2. Then we get to the prepared salads (pasta salads, popcorn salad- another story in itself, cottage cheese) and the veggies (broccoli, carrots, etc.). This is when she stops. Her jaw drops slightly as if overwhelmed by the selection. She reaches for a spoon in the cottage cheese, says "no" outloud, and retracts her hand. She reaches for the tongs in the cauliflower, looks troubled, and retracts her hand. This goes on for another 30 -45 seconds before she chooses basically a single baby carrot and a teaspoon of pasta salad. I already hate her at this point.
3. Now we get to the meat and misc toppings. Here she makes noises of surprise "Oh gosh, wow, mmmmmm" as though she has just seen everything now that there's cubed ham before her. Here she spends less time choosing and goes right for the meat, moves forward to the croutons, stops, backs up and says excuse me as she goes for the turkey, gets past the turkey to the goldfish crackers, backs up again and grabs the croutons. You get the picture.

I've been behind her several times before. So, Tuesday, I stood back and watched this go on for about 30 seconds then rather abruptly cruised around her to the dressings. She noticed and looked at me with sort of a hurt look on her face. I don't have much of a poker face, so I don't know what my face might have looked like at that point, but I do know that I clenched my ass really tight just to distract myself from opening my big mouth.
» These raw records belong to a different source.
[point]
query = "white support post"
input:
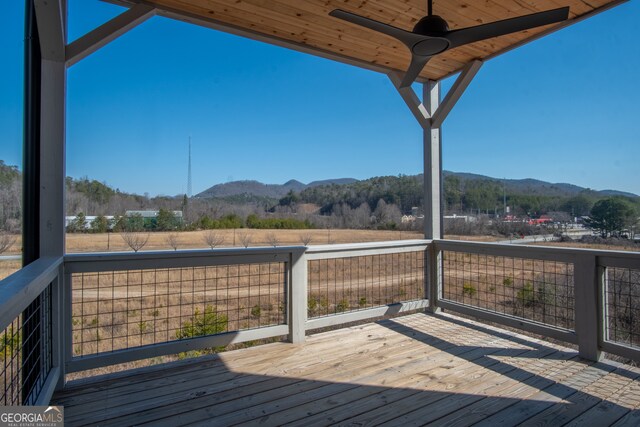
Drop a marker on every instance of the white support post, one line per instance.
(297, 295)
(51, 17)
(432, 146)
(430, 114)
(107, 32)
(587, 277)
(52, 157)
(58, 322)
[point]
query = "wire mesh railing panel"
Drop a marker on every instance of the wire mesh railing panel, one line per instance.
(622, 306)
(26, 353)
(536, 290)
(338, 285)
(117, 310)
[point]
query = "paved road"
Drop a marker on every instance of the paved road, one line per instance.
(541, 238)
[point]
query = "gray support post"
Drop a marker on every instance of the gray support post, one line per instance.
(432, 143)
(587, 277)
(52, 157)
(58, 320)
(51, 16)
(297, 296)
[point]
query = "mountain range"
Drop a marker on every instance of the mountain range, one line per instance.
(512, 186)
(258, 189)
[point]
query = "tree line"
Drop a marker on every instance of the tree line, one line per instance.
(376, 203)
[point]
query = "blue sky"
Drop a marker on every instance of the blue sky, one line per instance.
(562, 109)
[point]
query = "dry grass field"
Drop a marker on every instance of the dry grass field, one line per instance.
(115, 310)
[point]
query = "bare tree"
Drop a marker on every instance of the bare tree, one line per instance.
(136, 241)
(213, 238)
(273, 240)
(306, 238)
(172, 240)
(245, 239)
(6, 241)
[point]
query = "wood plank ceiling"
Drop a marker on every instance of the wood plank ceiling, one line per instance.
(305, 25)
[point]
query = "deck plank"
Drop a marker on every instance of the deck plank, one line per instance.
(413, 370)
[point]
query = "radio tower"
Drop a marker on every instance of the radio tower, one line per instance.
(189, 172)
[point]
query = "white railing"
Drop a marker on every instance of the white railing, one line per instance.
(124, 307)
(30, 339)
(173, 302)
(515, 285)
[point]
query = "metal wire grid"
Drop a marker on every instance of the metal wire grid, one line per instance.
(536, 290)
(117, 310)
(26, 352)
(622, 307)
(338, 285)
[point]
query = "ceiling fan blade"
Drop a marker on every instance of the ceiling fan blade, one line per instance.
(506, 26)
(406, 37)
(416, 66)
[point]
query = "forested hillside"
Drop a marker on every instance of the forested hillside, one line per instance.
(377, 202)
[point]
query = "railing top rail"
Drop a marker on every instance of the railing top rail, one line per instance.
(22, 287)
(362, 249)
(531, 251)
(115, 261)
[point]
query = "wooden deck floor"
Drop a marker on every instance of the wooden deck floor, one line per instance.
(413, 370)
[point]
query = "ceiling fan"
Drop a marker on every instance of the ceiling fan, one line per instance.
(431, 35)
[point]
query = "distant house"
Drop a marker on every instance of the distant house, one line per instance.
(152, 214)
(88, 219)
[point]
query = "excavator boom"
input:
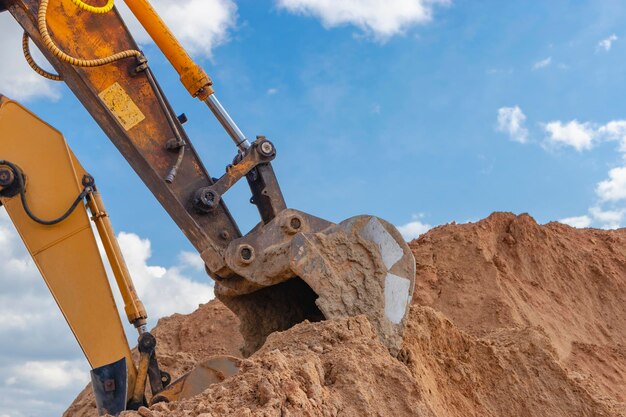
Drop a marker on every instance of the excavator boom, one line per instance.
(292, 266)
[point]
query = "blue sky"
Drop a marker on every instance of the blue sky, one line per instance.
(420, 112)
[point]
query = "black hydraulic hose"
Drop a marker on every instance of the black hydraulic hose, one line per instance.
(22, 190)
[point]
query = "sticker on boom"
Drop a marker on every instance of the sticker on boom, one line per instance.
(122, 106)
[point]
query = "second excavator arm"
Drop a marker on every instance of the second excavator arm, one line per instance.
(292, 266)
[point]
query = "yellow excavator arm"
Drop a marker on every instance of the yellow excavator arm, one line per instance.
(291, 267)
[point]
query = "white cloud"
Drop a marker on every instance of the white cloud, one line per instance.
(164, 291)
(191, 259)
(606, 44)
(578, 135)
(511, 121)
(17, 80)
(580, 221)
(200, 25)
(49, 375)
(609, 219)
(41, 366)
(381, 18)
(544, 63)
(413, 229)
(614, 188)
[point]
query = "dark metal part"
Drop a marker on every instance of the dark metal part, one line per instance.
(158, 379)
(241, 166)
(6, 177)
(266, 193)
(206, 200)
(109, 387)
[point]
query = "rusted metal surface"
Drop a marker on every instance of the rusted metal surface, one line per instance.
(141, 142)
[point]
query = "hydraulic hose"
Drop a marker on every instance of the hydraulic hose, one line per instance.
(22, 190)
(33, 64)
(94, 9)
(78, 62)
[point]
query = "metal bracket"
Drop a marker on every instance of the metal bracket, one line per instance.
(262, 151)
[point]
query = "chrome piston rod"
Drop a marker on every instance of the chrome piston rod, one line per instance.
(227, 122)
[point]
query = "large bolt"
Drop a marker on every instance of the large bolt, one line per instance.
(206, 200)
(6, 177)
(293, 224)
(267, 148)
(246, 253)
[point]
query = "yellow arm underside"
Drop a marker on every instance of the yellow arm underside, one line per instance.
(66, 254)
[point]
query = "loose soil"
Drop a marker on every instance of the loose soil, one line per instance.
(509, 318)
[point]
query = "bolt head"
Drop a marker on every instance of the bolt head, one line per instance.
(246, 254)
(6, 177)
(267, 148)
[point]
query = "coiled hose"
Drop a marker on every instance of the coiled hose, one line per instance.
(78, 62)
(95, 9)
(33, 64)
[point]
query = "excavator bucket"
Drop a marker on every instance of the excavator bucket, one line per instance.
(203, 375)
(318, 270)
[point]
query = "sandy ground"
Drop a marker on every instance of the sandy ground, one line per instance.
(509, 318)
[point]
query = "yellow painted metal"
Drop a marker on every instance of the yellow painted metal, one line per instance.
(193, 77)
(66, 254)
(134, 308)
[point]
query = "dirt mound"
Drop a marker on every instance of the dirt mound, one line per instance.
(509, 318)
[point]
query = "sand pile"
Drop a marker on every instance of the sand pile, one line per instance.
(509, 318)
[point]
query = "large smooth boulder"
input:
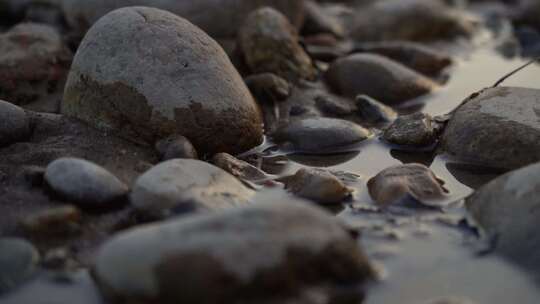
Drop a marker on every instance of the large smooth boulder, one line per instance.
(145, 74)
(499, 127)
(219, 18)
(247, 255)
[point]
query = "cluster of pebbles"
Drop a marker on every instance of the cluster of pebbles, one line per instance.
(137, 141)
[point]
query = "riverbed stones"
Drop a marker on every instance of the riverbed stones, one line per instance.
(414, 130)
(321, 135)
(33, 62)
(184, 185)
(507, 210)
(410, 184)
(499, 127)
(84, 183)
(269, 43)
(145, 74)
(218, 18)
(14, 124)
(379, 77)
(196, 259)
(18, 262)
(318, 185)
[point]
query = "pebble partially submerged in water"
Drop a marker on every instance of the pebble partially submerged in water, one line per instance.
(407, 184)
(243, 254)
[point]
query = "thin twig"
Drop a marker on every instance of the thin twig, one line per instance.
(515, 71)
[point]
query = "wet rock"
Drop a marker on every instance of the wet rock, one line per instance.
(176, 146)
(270, 44)
(318, 185)
(14, 124)
(18, 262)
(218, 18)
(407, 184)
(426, 20)
(377, 76)
(184, 185)
(321, 135)
(498, 128)
(146, 74)
(415, 130)
(268, 87)
(84, 183)
(507, 209)
(196, 259)
(416, 56)
(318, 21)
(239, 168)
(33, 62)
(372, 111)
(61, 221)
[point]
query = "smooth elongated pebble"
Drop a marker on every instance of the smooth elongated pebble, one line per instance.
(176, 146)
(147, 74)
(321, 135)
(182, 185)
(499, 127)
(14, 123)
(218, 18)
(84, 183)
(405, 184)
(318, 185)
(18, 262)
(196, 259)
(379, 77)
(269, 43)
(507, 210)
(416, 130)
(370, 110)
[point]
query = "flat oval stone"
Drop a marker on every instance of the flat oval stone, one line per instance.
(84, 183)
(146, 74)
(499, 127)
(18, 261)
(231, 256)
(14, 124)
(182, 185)
(321, 135)
(376, 76)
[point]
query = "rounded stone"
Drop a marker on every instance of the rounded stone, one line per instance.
(14, 123)
(180, 185)
(379, 77)
(232, 256)
(84, 183)
(321, 135)
(146, 74)
(499, 127)
(18, 261)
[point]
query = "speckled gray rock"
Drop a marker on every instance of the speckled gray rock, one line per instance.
(270, 44)
(176, 146)
(414, 130)
(499, 127)
(219, 18)
(18, 262)
(407, 184)
(84, 184)
(425, 20)
(229, 257)
(146, 74)
(321, 135)
(318, 185)
(14, 123)
(507, 209)
(377, 76)
(185, 185)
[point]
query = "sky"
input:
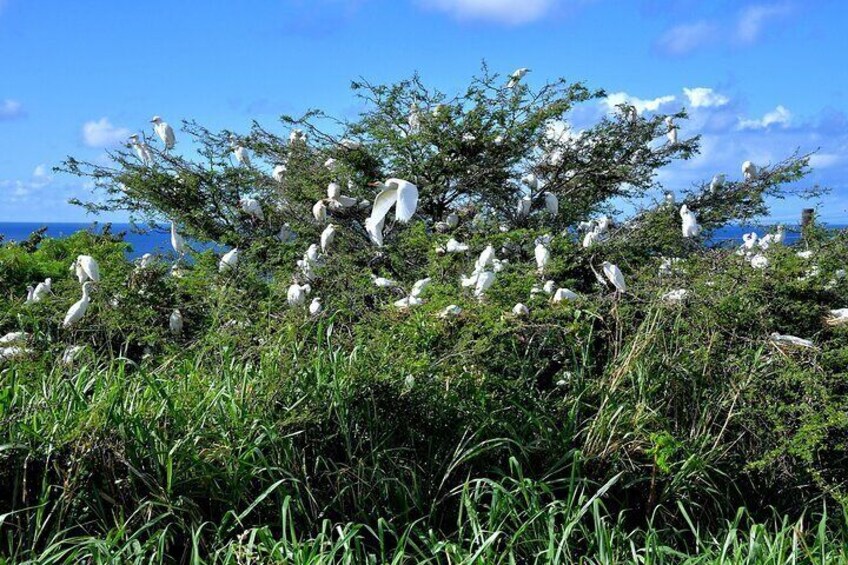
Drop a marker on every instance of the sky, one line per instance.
(759, 79)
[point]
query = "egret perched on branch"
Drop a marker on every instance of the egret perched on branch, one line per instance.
(229, 261)
(296, 294)
(516, 76)
(278, 173)
(327, 237)
(613, 273)
(78, 310)
(142, 150)
(401, 194)
(175, 322)
(252, 208)
(164, 131)
(690, 226)
(177, 241)
(749, 170)
(239, 152)
(42, 290)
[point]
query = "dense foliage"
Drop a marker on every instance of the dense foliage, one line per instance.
(616, 426)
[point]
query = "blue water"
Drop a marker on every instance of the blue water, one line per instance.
(160, 241)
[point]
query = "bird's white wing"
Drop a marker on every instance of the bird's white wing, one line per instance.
(407, 201)
(382, 204)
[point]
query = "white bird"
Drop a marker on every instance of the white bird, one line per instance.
(278, 173)
(296, 294)
(71, 353)
(791, 340)
(759, 261)
(717, 182)
(613, 273)
(240, 152)
(675, 296)
(319, 212)
(523, 208)
(401, 194)
(552, 203)
(484, 282)
(672, 130)
(315, 307)
(749, 170)
(252, 208)
(229, 260)
(451, 311)
(562, 294)
(543, 256)
(14, 337)
(177, 241)
(175, 322)
(520, 310)
(78, 310)
(164, 131)
(327, 237)
(88, 268)
(690, 226)
(142, 150)
(516, 76)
Maybe I'm being harsh, peevish and impatient. (Well, I know I'm peevish and impatient.) And maybe, to give the benefit of the doubt, the trip to the salad bar is the only joy she gets of her day. But, damn.
Okay, I feel better. Thanks for listening. Whew.

Bleeping Computer!

I can't believe it. I got a frickin' virus even through my two routers, firewall and virus protection. Sort of like getting pregnant on the pill, I guess. (Pay attention teenage girls and boys!) A sinking feeling in either case. Actually, I was infected with what seems to be a yet unnamed virus that is all the talk on the techie message boards for the last 3 weeks. Glad, I guess, to be among the first. So, here's what the nasty thing did to me:

1. Took away all administrator rights related to anything resembling security, software removal, security updates, reporting virus information, etc.
2. Shut down my firewall and opened me up to all manner of malware. So, by the time I gave up, I had identified at least 15 different viruses and worms.
3. Once the damage was removed, I thought, I would reboot and the process would start all over again. Frickin' frackin' thing! AARRGGH!

After 3 evenings totalling about 18 hours of trying to repair the damage and about $125 spent on fixes, I ended up having to do a full system restore, wiping away everything to start fresh. I hate having to do that. I had to do it on a system before this one and just about cried. Fortunately, I had my 1500+ digital pictures backed up on my laptop and all my tunes on my iPod. Whew. Everything else can be reloaded if I can find the disks. There is hope in the darkest of times.